9th International International society for the study of xenobiotics Meeting
- Authors
- Type
- Conference
- Source
- LBMCC
- License
- Unknown
Abstract
Prostate cancer is the most commun cancer in men in the western world. Lifestyle, diet and environmental as well as genetic factors (e.g. disregulations of the Wingless (Wnt) signaling pathway) promote the malignant transformation of healthy prostatic epithelium. Due to the high prevalence and the slow progressive development of prostate cancer, primary prevention appears as an attractive strategy to eradicate prostate cancer. During the last decades, chemoprevention using non-toxic natural or synthetic compounds appeared to play an important role in cancer prevention and treatment, alone or in conjugation with usual drugs. Curcumin (diferuloylmethane), a major component of turmeric (Curcuma Longa), is one of the most well studied natural compounds characterized for its anti-inflammatory, anti-carcinogenic, anti-proliferative, anti-angiogenic and anti-oxidant properties.
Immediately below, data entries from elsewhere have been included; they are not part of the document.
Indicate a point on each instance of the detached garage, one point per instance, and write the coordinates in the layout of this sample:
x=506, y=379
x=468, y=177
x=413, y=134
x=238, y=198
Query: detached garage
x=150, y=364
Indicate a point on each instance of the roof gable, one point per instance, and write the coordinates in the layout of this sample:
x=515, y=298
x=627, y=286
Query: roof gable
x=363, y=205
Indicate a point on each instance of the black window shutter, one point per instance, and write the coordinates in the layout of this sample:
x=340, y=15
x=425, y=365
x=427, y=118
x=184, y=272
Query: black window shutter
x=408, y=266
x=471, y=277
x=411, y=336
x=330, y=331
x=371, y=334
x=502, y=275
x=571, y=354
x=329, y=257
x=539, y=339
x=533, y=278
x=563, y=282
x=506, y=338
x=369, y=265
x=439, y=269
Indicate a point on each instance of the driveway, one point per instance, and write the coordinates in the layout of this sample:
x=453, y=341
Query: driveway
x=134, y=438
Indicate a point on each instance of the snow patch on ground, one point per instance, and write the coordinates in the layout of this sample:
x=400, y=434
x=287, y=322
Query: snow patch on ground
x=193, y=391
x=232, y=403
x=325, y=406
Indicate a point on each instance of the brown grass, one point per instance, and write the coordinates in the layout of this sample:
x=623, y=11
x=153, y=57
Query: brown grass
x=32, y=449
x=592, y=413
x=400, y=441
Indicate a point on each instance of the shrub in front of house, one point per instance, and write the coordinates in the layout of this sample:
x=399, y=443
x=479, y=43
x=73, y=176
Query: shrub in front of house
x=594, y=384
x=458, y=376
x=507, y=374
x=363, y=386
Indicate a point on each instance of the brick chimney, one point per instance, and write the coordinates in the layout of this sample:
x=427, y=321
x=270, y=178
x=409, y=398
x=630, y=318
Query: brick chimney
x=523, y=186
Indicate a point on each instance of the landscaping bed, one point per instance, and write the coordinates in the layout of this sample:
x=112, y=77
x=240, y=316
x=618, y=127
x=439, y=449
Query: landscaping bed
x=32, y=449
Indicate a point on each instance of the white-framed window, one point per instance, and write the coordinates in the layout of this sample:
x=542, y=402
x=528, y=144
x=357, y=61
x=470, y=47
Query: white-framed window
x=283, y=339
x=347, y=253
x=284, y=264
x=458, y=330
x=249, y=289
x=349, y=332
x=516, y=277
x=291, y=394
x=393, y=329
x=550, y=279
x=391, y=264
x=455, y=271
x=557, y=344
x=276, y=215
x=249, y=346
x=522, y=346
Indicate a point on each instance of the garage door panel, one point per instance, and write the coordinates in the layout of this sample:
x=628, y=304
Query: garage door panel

With this in mind, we studied the anti-proliferative potential of curcumin in prostate cancer. We demonstrate here that curcumin has the same intracytoplasmic localization in all prostate cancer cells tested. Interestingly, the androgen sensitive cells appear more sensitive to curcumin treatment than the androgen independent ones. We report that curcumin has an impact on the proliferation of androgen sensitive prostate cancer cells through the induction of cell cycle arrest in G2/M. By the same way, curcumin was shown to affect the Wnt signaling pathway highly implicated in prostate cancer cell proliferation. We observe a modulation of the expression of proteins implicated in this pathway, that leads to a decrease of the Wnt (beta-catenin/Tcf-4) transcriptional activity resulting in the decrease of Wnt target gene expression.Altogether our results suggest that curcumin could be considered as an interesting chemopreventive agent for early but not for late, metastatic prostate cancer.